On April 23, 1976, the Leis reached a deal with the Pittsburgh Triangles whereby the Triangles would loan Sue Stap to the Leis for one year for an undisclosed amount of cash consideration. Under the deal, the rights to Stap revert to the Triangles after the 1976 season.

In addition to Năstase and Stap, the Leis also acquired Marcie Louie from the Golden Gaters. Player-coach Butch Buchholz, Owen Davidson and Helen Gourlay all returned from the previous season's team. The rights to John Newcombe were traded to the Los Angeles Strings.
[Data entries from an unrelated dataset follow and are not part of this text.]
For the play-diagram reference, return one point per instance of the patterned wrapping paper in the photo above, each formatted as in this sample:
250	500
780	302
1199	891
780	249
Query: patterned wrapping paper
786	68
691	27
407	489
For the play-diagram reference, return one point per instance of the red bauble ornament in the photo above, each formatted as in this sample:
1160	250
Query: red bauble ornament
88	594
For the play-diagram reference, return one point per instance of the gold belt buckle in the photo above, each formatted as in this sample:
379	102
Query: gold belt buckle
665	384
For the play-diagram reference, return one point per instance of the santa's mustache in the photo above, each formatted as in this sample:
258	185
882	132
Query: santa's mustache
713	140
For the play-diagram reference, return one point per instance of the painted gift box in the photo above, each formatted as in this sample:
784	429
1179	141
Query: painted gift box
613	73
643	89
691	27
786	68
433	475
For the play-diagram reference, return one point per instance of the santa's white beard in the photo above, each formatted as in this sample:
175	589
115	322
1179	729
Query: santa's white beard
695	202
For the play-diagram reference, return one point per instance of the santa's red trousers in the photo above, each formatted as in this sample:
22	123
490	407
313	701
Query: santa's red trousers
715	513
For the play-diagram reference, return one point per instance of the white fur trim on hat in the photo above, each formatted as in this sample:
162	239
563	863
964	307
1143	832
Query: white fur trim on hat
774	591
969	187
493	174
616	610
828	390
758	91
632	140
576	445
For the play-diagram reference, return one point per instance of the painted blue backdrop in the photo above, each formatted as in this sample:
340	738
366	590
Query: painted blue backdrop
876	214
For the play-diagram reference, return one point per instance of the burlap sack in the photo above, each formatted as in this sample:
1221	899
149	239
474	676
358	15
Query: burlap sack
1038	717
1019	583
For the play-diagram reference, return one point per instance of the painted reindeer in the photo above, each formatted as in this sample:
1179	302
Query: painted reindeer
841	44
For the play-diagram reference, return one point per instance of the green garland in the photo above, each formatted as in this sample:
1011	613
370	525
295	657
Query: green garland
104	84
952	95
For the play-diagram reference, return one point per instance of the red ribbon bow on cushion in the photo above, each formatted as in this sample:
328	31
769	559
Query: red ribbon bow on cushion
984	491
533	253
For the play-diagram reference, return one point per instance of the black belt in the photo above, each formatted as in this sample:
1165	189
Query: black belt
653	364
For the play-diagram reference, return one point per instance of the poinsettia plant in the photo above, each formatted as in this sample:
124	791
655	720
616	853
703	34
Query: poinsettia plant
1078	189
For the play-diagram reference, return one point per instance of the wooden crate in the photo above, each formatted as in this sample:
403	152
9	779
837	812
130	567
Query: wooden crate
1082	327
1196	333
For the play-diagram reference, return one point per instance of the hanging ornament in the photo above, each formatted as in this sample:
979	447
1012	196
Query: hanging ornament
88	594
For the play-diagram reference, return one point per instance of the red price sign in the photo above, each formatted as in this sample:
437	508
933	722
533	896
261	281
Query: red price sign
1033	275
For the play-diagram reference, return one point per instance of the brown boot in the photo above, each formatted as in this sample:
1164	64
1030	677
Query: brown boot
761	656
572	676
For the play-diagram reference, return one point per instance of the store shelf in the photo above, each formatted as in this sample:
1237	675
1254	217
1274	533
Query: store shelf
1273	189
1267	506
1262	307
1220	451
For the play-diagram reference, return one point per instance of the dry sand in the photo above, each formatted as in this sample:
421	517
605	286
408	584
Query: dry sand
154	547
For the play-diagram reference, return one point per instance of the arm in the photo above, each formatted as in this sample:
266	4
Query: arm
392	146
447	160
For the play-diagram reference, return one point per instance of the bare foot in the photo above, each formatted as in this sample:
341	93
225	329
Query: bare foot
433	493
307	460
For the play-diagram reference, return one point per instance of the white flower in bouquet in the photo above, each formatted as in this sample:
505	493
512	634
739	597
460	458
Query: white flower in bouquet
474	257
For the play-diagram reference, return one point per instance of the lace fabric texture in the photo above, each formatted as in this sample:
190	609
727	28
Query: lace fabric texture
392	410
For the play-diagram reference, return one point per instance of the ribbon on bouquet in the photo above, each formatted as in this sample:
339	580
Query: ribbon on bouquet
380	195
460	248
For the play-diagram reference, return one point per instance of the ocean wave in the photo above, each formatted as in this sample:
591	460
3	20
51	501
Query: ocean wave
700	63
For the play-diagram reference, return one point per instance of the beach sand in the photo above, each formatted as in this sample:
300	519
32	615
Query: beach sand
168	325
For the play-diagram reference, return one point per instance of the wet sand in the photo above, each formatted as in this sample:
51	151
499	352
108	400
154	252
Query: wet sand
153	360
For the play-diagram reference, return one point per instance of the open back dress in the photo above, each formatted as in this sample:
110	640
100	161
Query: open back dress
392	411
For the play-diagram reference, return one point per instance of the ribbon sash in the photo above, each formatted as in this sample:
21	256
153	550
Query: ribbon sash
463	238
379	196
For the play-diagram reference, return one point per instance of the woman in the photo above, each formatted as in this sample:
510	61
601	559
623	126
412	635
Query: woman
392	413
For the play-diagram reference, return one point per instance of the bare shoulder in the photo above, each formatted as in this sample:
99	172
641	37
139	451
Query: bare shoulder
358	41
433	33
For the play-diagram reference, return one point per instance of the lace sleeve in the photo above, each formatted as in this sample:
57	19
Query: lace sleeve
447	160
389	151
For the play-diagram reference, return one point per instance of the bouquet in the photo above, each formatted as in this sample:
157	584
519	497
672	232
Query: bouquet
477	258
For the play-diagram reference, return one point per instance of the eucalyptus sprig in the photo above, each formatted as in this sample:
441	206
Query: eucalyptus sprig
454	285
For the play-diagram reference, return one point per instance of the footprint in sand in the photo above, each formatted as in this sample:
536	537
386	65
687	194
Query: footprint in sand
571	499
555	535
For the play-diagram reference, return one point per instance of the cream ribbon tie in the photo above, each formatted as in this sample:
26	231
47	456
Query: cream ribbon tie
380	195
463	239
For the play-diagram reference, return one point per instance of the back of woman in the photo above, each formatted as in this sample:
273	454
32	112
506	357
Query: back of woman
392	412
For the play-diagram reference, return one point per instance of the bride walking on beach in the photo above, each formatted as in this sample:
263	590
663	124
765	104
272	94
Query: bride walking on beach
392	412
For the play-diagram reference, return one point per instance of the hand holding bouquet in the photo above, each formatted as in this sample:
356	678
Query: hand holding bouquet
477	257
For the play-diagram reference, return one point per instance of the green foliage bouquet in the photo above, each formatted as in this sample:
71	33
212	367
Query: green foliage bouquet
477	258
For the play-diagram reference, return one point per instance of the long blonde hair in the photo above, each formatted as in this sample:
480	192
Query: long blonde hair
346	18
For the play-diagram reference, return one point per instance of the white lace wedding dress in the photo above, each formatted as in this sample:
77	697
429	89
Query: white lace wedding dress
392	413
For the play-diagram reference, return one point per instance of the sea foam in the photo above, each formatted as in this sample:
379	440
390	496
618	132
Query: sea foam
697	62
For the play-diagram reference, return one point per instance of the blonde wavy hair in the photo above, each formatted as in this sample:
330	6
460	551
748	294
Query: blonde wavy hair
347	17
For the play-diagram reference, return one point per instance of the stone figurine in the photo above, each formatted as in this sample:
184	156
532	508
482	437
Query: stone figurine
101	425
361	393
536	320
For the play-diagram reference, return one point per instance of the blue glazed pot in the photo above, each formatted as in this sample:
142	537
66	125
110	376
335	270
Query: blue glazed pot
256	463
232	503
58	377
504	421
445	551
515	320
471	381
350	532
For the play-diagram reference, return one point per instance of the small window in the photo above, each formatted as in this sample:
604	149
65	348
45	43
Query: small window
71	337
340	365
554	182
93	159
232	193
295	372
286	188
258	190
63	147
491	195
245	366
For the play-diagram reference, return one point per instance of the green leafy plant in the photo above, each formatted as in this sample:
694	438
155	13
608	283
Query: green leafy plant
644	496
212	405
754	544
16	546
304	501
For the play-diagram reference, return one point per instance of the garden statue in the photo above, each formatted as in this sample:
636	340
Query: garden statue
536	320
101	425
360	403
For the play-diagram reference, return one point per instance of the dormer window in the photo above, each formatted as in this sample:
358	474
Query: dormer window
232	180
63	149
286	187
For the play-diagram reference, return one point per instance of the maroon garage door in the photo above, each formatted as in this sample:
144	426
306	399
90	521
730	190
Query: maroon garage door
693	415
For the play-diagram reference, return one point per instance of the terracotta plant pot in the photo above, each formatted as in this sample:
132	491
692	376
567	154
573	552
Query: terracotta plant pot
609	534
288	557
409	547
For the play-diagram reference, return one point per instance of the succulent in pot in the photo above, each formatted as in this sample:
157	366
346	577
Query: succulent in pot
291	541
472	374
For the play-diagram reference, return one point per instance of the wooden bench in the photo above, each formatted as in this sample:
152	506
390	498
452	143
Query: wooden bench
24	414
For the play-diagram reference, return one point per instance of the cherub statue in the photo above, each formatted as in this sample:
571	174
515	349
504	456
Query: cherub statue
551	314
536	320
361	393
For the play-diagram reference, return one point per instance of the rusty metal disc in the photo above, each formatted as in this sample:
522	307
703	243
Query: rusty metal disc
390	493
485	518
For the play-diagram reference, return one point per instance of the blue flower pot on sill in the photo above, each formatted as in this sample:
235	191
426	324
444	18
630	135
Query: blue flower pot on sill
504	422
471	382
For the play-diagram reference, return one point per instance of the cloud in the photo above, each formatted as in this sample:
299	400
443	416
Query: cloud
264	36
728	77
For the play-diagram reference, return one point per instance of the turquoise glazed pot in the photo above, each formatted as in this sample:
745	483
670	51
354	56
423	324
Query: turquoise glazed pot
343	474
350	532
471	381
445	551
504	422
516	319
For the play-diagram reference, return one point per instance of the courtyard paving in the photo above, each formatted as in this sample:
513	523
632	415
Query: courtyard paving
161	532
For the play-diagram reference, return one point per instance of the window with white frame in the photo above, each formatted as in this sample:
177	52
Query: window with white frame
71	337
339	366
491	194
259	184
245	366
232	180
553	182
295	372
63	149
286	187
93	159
Margaret Court retired to have her third child.

On June 2, the Leis acquired Nancy Gunter in a trade with the Triangles for Sue Stap which completed both teams' obligations under the player loan agreement for Stap.

On June 6, Leis president Don Kelleher announced plans to sue Năstase for breach of contract seeking $4 million in damages. Năstase had left the Leis, because his visa had expired and then informed the team that he was not coming back.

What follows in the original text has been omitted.